Course Outline
Introduction, Objectives, and Migration Strategy
- Course goals, alignment with participant profiles, and success criteria.
- High-level migration approaches and risk considerations.
- Setup of workspaces, repositories, and lab datasets.
Day 1 — Migration Fundamentals and Architecture
- Lakehouse concepts, Delta Lake overview, and Databricks architecture.
- Differences and implications of SMP versus MPP for migration.

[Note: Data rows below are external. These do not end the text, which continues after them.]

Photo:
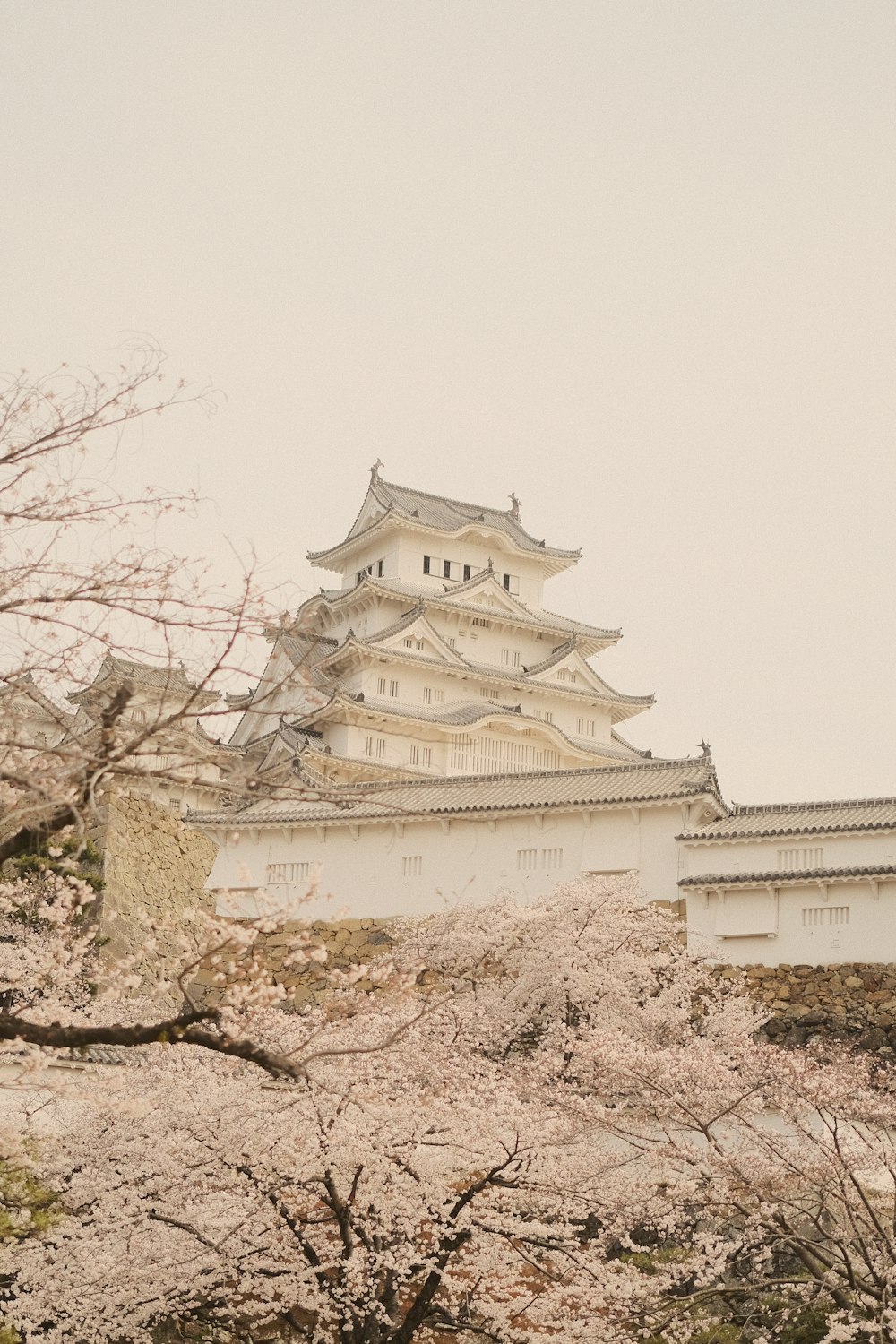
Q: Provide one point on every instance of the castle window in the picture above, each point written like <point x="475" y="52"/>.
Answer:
<point x="279" y="873"/>
<point x="797" y="860"/>
<point x="815" y="917"/>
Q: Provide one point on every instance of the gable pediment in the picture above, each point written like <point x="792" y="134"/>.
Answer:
<point x="485" y="591"/>
<point x="421" y="639"/>
<point x="570" y="671"/>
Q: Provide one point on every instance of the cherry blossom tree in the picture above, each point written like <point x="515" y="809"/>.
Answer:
<point x="461" y="1183"/>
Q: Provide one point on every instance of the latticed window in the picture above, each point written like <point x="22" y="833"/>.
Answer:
<point x="797" y="860"/>
<point x="815" y="917"/>
<point x="484" y="754"/>
<point x="279" y="873"/>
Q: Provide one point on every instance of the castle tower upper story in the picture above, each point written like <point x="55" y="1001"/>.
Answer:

- Medallion (Bronze→Silver→Gold) design and Unity Catalog overview.
Day 1 Lab — Translating a Stored Procedure
- Hands-on migration of a sample stored procedure to a notebook.
- Mapping temporary tables and cursors to DataFrame transformations.
- Validation and comparison with original output.
Day 2 — Advanced Delta Lake & Incremental Loading
- ACID transactions, commit logs, versioning, and time travel capabilities.
- Auto Loader, MERGE INTO patterns, upserts, and schema evolution.
- OPTIMIZE, VACUUM, Z-ORDER, partitioning, and storage tuning.
Day 2 Lab — Incremental Ingestion & Optimization
- Implementation of Auto Loader ingestion and MERGE workflows.
- Application of OPTIMIZE, Z-ORDER, and VACUUM; validation of results.
- Measurement of read/write performance improvements.
Day 3 — SQL in Databricks, Performance & Debugging
- Analytical SQL features: window functions, higher-order functions, and JSON/array handling.
- Reading the Spark UI, DAGs, shuffles, stages, tasks, and diagnosing bottlenecks.
- Query tuning patterns: broadcast joins, hints, caching, and spill reduction.
Day 3 Lab — SQL Refactoring & Performance Tuning
- Refactoring a complex SQL process into optimized Spark SQL.
- Utilizing Spark UI traces to identify and resolve skew and shuffle issues.
- Benchmarking before/after scenarios and documenting tuning steps.
Day 4 — Tactical PySpark: Replacing Procedural Logic
- Spark execution model: driver, executors, lazy evaluation, and partitioning strategies.
- Transforming loops and cursors into vectorized DataFrame operations.
- Modularization, UDFs/pandas UDFs, widgets, and reusable libraries.
Day 4 Lab — Refactoring Procedural Scripts
- Refactoring a procedural ETL script into modular PySpark notebooks.
- Introduction of parametrization, unit-style tests, and reusable functions.
- Code review and application of best-practice checklists.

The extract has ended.